Compile a list of suspects and spend several weeks removing one at a time from your diet to see if your symptoms improve. It is recommended by the International Foundation for Functional Gastrointestinal Disorders (IFFGD) that you cut out coffee, chocolate, insoluble fiber and nuts first.
Low-fat doesn’t have to mean food has to have no flavor or no fun. This diet is good for your overall health and also benefits those suffering from obesity and heart issues.
Fatty foods obstruct your stools and may worsen your IBS symptoms. High-fat foods are typically low in fiber.
Cut out the fried foods and fats and steer your diet toward lean meats, fruits, vegetables, grains and low-fat dairy products.
Low FODMAP Diet
An important thing to note about this diet is that it should only be undertaken with the support and direction of your physician to ensure you are getting the proper amount of nutrients.
FODMAP is an acronym for fermentable oligosaccharides, disaccharides, monosaccharides, and polyols; essentially this means carbohydrates that are difficult for the intestines to digest.

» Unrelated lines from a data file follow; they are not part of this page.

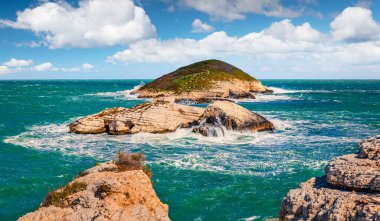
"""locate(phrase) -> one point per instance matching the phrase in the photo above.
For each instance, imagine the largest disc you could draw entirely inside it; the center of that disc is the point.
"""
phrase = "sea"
(243, 176)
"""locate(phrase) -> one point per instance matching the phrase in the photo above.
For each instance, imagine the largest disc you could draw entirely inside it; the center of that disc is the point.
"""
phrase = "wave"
(277, 90)
(257, 154)
(124, 95)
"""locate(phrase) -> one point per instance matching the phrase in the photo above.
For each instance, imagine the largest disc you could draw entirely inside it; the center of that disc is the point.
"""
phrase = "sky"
(144, 39)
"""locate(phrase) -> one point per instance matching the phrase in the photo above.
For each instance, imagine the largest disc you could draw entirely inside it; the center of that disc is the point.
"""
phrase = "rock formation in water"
(113, 191)
(222, 115)
(349, 191)
(203, 82)
(163, 116)
(155, 117)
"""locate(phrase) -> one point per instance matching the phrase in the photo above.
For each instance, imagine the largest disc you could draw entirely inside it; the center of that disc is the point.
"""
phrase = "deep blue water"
(240, 177)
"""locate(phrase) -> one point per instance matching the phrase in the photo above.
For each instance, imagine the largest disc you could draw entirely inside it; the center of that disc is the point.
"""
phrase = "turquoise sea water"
(240, 177)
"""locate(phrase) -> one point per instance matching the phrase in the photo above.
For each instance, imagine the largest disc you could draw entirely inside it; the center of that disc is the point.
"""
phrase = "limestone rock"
(232, 117)
(349, 191)
(370, 148)
(155, 117)
(203, 82)
(94, 124)
(104, 194)
(354, 173)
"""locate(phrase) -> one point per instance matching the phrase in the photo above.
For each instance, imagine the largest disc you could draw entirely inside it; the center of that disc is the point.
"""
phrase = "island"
(202, 82)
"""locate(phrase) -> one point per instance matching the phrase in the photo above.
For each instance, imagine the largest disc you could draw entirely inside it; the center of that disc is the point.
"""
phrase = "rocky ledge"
(349, 191)
(202, 82)
(117, 190)
(163, 116)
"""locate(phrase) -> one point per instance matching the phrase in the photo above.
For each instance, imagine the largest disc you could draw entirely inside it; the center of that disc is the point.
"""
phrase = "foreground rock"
(349, 191)
(155, 117)
(163, 116)
(227, 115)
(203, 82)
(108, 191)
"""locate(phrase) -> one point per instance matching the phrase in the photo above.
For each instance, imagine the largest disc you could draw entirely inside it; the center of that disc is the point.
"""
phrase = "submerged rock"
(155, 117)
(95, 123)
(204, 81)
(230, 116)
(104, 192)
(162, 116)
(349, 191)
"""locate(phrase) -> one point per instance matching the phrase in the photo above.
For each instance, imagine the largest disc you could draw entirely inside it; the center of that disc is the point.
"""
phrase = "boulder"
(349, 191)
(228, 115)
(152, 117)
(95, 123)
(316, 200)
(352, 173)
(103, 193)
(370, 148)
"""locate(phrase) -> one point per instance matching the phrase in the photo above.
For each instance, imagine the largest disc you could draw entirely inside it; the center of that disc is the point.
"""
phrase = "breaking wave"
(259, 154)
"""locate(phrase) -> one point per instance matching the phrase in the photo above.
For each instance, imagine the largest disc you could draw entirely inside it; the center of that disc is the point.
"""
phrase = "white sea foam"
(249, 218)
(258, 154)
(277, 90)
(125, 95)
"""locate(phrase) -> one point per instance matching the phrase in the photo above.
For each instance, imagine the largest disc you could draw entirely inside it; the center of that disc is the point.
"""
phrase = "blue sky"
(123, 39)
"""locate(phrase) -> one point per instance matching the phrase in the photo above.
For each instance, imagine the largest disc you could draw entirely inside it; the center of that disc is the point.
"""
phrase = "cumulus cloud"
(94, 23)
(237, 9)
(285, 30)
(18, 63)
(355, 24)
(4, 70)
(43, 67)
(280, 38)
(199, 26)
(87, 66)
(284, 47)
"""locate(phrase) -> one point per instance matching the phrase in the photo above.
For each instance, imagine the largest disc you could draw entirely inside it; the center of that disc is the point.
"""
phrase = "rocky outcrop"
(103, 192)
(204, 81)
(154, 117)
(349, 191)
(95, 123)
(162, 116)
(227, 115)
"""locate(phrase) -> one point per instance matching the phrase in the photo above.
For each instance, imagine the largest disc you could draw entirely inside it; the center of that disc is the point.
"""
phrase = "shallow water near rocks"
(238, 177)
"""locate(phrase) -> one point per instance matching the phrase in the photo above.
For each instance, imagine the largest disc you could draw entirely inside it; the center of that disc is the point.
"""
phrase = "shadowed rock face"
(203, 82)
(156, 117)
(103, 193)
(164, 116)
(349, 191)
(316, 200)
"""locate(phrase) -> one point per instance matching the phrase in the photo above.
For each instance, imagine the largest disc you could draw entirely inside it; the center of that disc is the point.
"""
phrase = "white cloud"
(237, 9)
(199, 26)
(4, 70)
(94, 23)
(355, 24)
(284, 47)
(47, 66)
(279, 39)
(87, 66)
(18, 63)
(75, 69)
(285, 30)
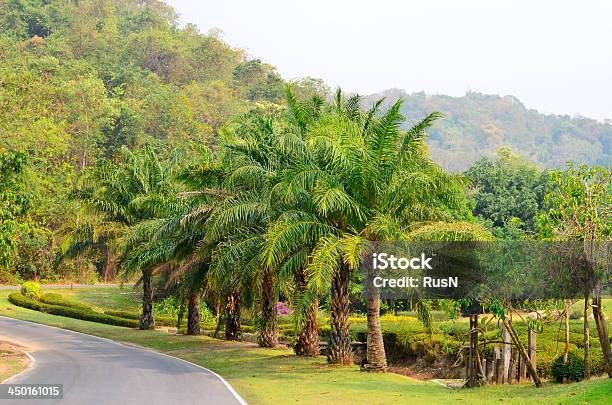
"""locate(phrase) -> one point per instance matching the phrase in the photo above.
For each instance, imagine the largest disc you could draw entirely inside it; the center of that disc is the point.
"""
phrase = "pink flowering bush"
(282, 309)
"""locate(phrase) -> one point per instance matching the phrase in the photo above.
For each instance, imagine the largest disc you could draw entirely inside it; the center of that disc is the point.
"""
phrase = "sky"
(554, 56)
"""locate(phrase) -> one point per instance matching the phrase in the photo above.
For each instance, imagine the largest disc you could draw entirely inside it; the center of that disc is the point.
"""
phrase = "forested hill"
(478, 124)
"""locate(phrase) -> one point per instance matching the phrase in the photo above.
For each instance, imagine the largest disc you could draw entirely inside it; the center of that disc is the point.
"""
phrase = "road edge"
(33, 360)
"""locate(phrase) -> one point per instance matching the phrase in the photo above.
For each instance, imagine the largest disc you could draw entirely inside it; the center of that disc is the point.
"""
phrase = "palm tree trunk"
(308, 341)
(193, 314)
(376, 358)
(568, 307)
(602, 332)
(340, 349)
(146, 320)
(233, 317)
(268, 336)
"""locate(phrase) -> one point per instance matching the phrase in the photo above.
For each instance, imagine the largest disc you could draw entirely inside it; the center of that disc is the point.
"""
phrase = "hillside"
(478, 124)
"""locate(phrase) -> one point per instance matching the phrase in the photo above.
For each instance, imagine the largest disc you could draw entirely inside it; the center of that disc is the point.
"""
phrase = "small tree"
(580, 206)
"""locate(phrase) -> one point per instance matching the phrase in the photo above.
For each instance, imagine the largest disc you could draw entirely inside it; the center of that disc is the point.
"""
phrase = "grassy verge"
(268, 376)
(12, 360)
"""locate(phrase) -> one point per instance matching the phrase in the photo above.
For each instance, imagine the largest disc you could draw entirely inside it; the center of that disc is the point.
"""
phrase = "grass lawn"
(275, 376)
(12, 360)
(126, 298)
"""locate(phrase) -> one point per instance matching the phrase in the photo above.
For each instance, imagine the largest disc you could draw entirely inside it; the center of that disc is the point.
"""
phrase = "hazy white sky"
(554, 55)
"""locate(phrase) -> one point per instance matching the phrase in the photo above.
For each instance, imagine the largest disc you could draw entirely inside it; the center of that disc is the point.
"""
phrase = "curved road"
(99, 371)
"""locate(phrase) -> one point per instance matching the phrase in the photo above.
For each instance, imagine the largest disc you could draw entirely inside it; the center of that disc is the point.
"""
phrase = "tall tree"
(580, 206)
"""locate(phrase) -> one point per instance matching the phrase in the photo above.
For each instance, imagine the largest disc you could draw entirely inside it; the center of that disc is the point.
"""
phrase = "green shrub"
(123, 314)
(86, 315)
(31, 290)
(159, 320)
(170, 307)
(573, 370)
(57, 299)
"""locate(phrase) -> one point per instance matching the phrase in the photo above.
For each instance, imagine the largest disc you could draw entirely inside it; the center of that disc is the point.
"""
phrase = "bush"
(86, 315)
(573, 370)
(57, 299)
(169, 308)
(31, 290)
(159, 320)
(123, 314)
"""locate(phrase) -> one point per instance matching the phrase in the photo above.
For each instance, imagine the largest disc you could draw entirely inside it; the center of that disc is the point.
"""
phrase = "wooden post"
(474, 364)
(491, 371)
(531, 345)
(498, 371)
(522, 369)
(505, 354)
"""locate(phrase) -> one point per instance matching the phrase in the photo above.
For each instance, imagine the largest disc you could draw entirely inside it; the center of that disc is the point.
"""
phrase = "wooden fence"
(506, 366)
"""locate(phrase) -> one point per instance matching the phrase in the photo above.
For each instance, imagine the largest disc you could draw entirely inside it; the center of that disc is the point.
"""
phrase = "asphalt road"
(66, 286)
(99, 371)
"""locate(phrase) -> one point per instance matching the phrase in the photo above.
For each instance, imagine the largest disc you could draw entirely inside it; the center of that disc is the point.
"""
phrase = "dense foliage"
(479, 124)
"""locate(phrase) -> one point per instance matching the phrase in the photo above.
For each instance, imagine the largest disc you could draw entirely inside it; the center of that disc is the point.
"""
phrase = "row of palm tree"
(288, 204)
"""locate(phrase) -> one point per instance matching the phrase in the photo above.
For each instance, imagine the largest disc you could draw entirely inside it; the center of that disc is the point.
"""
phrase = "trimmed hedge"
(159, 320)
(31, 290)
(573, 370)
(86, 315)
(57, 299)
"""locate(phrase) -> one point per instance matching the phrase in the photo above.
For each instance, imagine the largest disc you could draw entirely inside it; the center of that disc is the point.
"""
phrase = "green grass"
(11, 365)
(126, 298)
(275, 376)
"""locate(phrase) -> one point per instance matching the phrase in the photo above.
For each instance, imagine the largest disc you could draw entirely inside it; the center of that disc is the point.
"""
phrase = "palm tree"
(128, 199)
(360, 179)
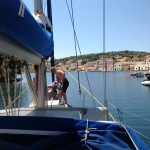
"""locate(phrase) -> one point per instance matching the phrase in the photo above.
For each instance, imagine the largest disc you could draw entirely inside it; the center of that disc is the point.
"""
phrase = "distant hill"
(113, 55)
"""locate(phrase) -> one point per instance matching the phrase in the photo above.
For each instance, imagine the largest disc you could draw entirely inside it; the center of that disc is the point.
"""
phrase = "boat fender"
(1, 60)
(12, 64)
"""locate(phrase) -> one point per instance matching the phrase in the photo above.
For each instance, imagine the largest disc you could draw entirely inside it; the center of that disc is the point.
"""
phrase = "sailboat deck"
(70, 112)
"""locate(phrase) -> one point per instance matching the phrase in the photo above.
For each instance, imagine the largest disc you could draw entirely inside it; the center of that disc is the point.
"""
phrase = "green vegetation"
(97, 56)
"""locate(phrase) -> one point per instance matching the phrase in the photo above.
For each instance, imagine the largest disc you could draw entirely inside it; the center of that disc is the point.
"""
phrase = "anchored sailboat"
(44, 127)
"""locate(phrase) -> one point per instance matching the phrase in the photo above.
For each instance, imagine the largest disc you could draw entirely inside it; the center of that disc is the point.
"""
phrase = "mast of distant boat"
(105, 99)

Taking a time out from high FODMAP foods for 6-8 weeks may improve your IBS symptoms.
High FODMAP foods include lactose, legumes, high-fructose corn syrup, sweeteners, wheat-based bread, cereals and pasta, and certain fruits and vegetables.
The Bottom Line…
Don’t ignore your digestive sensitivity. A few tweaks to your diet could be all the difference in avoiding or minimizing your IBS symptoms.
No matter what your diet restrictions are, you will be able to find delicious recipes to keep you feeling satisfied and avoid the ritual of the hot water bottle on the couch after dinner.